É quinta-feira, o dia quase a meio, já devia ter escrito e enviado esta crónica, registo e desisto, uma, duas, muitas vezes, a vida sempre a suspender as frases que alinhavo na cabeça, faltam-me o tempo e o embalo, sobra-me a preguiça. Sucedem-se os arranques logo travados por melhores ideias, ou talvez não, ganhou esta, a ver no que dá.

Faz tempo que quero escrever sobre isto. Nem sempre gostei de Mação, nem da minha aldeia, não é uma coisa bonita de dizer, mas é preciso assumi-la. A vila, mínima, mais pequena a aldeia, minúscula, o pinhal gigante, dominador, claustrofóbico, só cabeços e pinheiros a sangrar resina, o verão como chapas de zinco em brasa, o inverno feito de geada e frio e desconsolo. E as moscas, sempre tão chatinhas, todo a ano – fazer o quê?

Mas foi ali que cresci, não me foi dado escolher, e se pudesse, pois então, eu não escolheria Mação. Era menina, ingénua, agora sei que também impaciente e ingrata. Aos três A’s, famosa trindade composta por Ar, Água e Azeite, somava sonhos com todas as letras do alfabeto, planos infinitos para sair dali, depressa.

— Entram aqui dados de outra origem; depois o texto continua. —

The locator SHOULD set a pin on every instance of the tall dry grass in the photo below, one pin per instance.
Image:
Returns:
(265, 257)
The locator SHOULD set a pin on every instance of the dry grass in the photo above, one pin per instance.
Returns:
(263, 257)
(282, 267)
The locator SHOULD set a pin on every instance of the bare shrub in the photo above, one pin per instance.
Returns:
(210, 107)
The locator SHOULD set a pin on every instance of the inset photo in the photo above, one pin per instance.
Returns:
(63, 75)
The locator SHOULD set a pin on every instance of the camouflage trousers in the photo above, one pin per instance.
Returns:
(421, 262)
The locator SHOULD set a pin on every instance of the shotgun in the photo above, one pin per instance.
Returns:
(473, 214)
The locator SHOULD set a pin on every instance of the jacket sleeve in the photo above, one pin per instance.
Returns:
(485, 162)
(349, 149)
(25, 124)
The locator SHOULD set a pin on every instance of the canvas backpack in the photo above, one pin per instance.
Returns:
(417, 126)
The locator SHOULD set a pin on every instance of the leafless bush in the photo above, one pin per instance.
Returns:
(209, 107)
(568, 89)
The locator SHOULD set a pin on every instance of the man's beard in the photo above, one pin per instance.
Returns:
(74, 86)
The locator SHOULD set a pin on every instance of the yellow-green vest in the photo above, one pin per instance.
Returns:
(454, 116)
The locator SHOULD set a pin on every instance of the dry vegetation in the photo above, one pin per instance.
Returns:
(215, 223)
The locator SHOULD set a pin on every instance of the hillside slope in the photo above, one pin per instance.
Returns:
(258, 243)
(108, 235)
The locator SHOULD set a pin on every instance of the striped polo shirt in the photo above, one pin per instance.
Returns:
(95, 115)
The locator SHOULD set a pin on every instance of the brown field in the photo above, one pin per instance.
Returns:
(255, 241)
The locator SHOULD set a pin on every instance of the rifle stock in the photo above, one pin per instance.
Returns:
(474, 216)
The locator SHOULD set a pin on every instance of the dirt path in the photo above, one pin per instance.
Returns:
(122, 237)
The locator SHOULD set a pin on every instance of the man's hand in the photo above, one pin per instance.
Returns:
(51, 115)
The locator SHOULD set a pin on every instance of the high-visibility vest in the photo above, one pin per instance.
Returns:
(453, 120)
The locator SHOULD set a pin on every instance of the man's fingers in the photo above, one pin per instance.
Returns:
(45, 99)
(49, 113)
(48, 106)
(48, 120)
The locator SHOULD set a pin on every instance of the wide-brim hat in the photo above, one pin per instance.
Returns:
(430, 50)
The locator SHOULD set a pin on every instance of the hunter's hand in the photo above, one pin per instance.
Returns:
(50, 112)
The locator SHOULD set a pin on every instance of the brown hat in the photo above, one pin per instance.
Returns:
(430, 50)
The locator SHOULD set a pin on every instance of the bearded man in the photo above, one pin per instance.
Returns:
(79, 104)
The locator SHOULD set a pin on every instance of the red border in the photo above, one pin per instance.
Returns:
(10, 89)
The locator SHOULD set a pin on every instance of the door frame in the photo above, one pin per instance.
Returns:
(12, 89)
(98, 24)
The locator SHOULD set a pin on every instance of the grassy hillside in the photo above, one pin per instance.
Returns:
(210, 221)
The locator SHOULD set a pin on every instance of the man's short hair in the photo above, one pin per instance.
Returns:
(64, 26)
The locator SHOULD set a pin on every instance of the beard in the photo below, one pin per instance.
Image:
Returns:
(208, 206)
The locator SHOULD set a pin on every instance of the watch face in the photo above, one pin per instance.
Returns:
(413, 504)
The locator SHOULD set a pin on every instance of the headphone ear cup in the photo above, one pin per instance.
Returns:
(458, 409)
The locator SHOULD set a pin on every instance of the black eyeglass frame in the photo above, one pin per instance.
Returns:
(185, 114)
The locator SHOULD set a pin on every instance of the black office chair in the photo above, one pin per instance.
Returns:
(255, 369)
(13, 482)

Finalmente chego a Lisboa, cidade capital. Denuncia-me a pronúncia, desde logo, mas ninguém sabe onde fica o sítio de onde venho. Muitos confundem Mação com outras vilas mais a norte; pois não, é distrito de Santarém, Beira Baixa, esclareço; outros têm ideias vagas, terra-mártir, os incêndios e pouco mais.

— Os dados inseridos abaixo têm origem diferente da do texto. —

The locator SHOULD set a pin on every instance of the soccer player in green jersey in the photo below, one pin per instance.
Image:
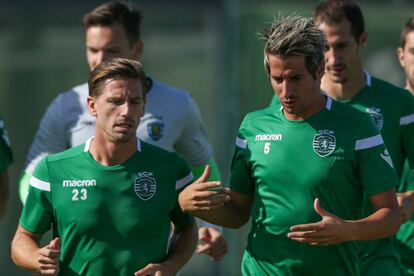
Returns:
(405, 236)
(6, 158)
(111, 200)
(390, 107)
(301, 171)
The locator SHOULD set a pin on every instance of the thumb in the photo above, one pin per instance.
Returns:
(206, 174)
(318, 208)
(55, 244)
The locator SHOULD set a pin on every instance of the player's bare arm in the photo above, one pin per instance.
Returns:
(406, 204)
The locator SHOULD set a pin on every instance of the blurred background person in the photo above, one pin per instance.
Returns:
(6, 158)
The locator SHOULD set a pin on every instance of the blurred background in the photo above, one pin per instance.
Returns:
(209, 48)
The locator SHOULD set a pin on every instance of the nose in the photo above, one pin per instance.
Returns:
(286, 89)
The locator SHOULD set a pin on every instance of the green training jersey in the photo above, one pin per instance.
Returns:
(112, 220)
(6, 156)
(336, 155)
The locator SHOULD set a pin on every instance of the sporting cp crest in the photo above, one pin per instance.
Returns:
(145, 185)
(376, 116)
(156, 129)
(324, 143)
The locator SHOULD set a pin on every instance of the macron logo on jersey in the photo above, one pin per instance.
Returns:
(269, 137)
(79, 183)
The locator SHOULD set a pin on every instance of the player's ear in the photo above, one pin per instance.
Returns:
(91, 102)
(400, 54)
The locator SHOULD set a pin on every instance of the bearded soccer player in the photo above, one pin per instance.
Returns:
(299, 172)
(391, 109)
(6, 158)
(111, 200)
(171, 121)
(405, 236)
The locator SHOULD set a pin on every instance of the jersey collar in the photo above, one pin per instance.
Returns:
(88, 144)
(368, 78)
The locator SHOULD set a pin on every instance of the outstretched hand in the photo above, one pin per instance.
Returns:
(330, 230)
(202, 195)
(48, 258)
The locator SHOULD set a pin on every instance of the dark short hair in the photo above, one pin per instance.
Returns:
(295, 36)
(334, 11)
(408, 28)
(114, 69)
(111, 13)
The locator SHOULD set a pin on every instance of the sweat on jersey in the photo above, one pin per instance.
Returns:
(336, 155)
(6, 156)
(112, 220)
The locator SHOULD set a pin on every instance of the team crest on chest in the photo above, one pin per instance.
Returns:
(145, 185)
(324, 143)
(155, 128)
(376, 116)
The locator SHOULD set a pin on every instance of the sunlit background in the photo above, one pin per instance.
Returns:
(209, 48)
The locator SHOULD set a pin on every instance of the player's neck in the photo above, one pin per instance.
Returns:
(344, 90)
(109, 153)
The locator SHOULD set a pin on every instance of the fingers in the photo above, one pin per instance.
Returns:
(55, 244)
(150, 269)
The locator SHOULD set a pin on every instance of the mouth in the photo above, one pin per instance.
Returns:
(123, 126)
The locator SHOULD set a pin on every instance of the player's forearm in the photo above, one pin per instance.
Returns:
(227, 215)
(25, 252)
(382, 223)
(4, 192)
(182, 247)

Os anos passam, fermentam as saudades. A vindima, a safra da azeitona, a matança do porco, a festa de verão, tão só o ar puro, o campo, a floresta, o silêncio. De longe, é diferente o que os olhos veem, o coração sem miopia, só foco e precisão, a vida a afinar-se.

Há 20 anos que aqui estou, longe da aldeia, eternamente na aldeia, finalmente de pazes feitas com o sítio onde cresci. Dissequei a vergonha e a inferioridade, dois apêndices do portugalinho profundo, a ingenuidade, o rancor.

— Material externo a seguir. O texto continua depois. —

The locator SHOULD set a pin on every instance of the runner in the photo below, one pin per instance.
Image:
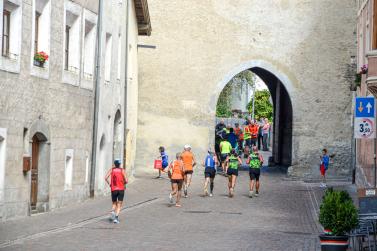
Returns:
(254, 133)
(325, 160)
(247, 134)
(165, 162)
(210, 164)
(189, 163)
(118, 182)
(225, 148)
(234, 162)
(176, 172)
(255, 162)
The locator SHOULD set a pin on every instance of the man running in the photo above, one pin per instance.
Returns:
(234, 162)
(225, 148)
(117, 184)
(209, 172)
(176, 170)
(189, 163)
(255, 162)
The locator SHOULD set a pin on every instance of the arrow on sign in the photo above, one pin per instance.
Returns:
(369, 106)
(361, 107)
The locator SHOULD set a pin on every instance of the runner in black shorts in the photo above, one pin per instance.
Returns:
(255, 162)
(210, 172)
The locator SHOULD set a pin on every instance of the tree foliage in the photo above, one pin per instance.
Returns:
(263, 107)
(223, 108)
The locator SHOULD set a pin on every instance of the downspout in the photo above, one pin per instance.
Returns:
(125, 87)
(96, 97)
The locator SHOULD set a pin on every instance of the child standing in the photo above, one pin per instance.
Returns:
(117, 184)
(325, 160)
(177, 170)
(165, 160)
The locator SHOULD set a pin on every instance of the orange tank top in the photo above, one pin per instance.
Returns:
(187, 158)
(177, 173)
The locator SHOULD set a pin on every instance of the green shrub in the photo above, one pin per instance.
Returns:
(337, 212)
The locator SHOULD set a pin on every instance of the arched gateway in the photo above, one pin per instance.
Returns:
(278, 85)
(304, 58)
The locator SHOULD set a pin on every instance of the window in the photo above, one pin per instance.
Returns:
(119, 57)
(66, 48)
(36, 31)
(89, 44)
(72, 38)
(6, 27)
(68, 169)
(108, 52)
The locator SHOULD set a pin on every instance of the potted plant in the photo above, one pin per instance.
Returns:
(338, 216)
(40, 58)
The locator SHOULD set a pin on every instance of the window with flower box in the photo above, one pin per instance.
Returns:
(10, 33)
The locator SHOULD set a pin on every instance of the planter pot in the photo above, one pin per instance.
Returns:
(39, 63)
(333, 243)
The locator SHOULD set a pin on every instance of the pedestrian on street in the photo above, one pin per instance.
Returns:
(266, 132)
(260, 133)
(189, 163)
(210, 164)
(325, 160)
(176, 170)
(165, 160)
(117, 184)
(255, 162)
(232, 172)
(225, 148)
(247, 134)
(254, 133)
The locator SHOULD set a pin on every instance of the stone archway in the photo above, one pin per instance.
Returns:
(40, 168)
(280, 88)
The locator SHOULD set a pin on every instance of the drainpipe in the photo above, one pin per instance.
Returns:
(125, 85)
(96, 97)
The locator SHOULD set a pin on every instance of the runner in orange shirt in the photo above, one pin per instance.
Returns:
(176, 170)
(189, 163)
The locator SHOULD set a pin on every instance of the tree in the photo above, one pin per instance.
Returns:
(223, 108)
(263, 107)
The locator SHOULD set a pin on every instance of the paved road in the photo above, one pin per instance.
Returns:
(282, 218)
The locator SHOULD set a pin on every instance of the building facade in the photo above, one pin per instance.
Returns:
(302, 55)
(47, 109)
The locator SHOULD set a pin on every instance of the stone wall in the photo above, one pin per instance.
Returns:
(200, 46)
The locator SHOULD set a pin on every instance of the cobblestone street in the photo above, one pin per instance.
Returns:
(282, 218)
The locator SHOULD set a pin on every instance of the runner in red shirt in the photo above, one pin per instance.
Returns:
(117, 184)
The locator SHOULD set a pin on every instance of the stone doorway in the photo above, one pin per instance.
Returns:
(282, 125)
(39, 174)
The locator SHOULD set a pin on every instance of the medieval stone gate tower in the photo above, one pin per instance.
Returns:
(301, 49)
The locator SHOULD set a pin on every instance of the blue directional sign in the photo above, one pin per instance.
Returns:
(364, 107)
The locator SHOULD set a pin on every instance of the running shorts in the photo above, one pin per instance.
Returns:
(254, 173)
(210, 173)
(224, 156)
(117, 195)
(173, 181)
(232, 171)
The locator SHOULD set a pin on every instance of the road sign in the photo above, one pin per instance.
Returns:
(364, 107)
(365, 128)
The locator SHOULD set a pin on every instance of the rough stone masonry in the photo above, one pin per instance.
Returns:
(201, 45)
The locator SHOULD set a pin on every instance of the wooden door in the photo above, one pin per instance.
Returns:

Troquei tudo isso, perceba-se, por gratidão e orgulho. Só há pouco voltei a ver, talvez com os olhos de quem já viveu mais, que estava errada. E agora o que mais vejo é grandeza. Nem sempre gostei de ti, Mação, mas aprendi a gostar, como tu também aprendeste a mostrar-te e a valorizar-te.

As cavacas: deliciosas. O presunto: o melhor dos melhores. O peixe do rio (lampreia, enguia, carpa, sável, fataça), oh bendita cozinha regional. As ribeiras: fabulosas, felizmente muitas delas ainda selvagens e relativamente preservadas, e as cascatas, encantadoras, como as do Pego da Rainha, da Fadagosa ou da Azenha do Cavaco. O Ocreza: vale encantado povoado por gravuras rupestres, fauna e flora admiráveis. As praias fluviais: três tesouros a descobrir. O Parque do Brejo: tanto para desfrutar, sozinho ou em família. A Anta da Foz do Rio Frio: lugar mágico ao nascer e ao pôr do sol, uma viagem no tempo com o Tejo por companhia. As Águas Quentes: fonte centenária de saúde e bem-estar desde o reinado de D. João V. As Pessoas: o segredo de tudo isto.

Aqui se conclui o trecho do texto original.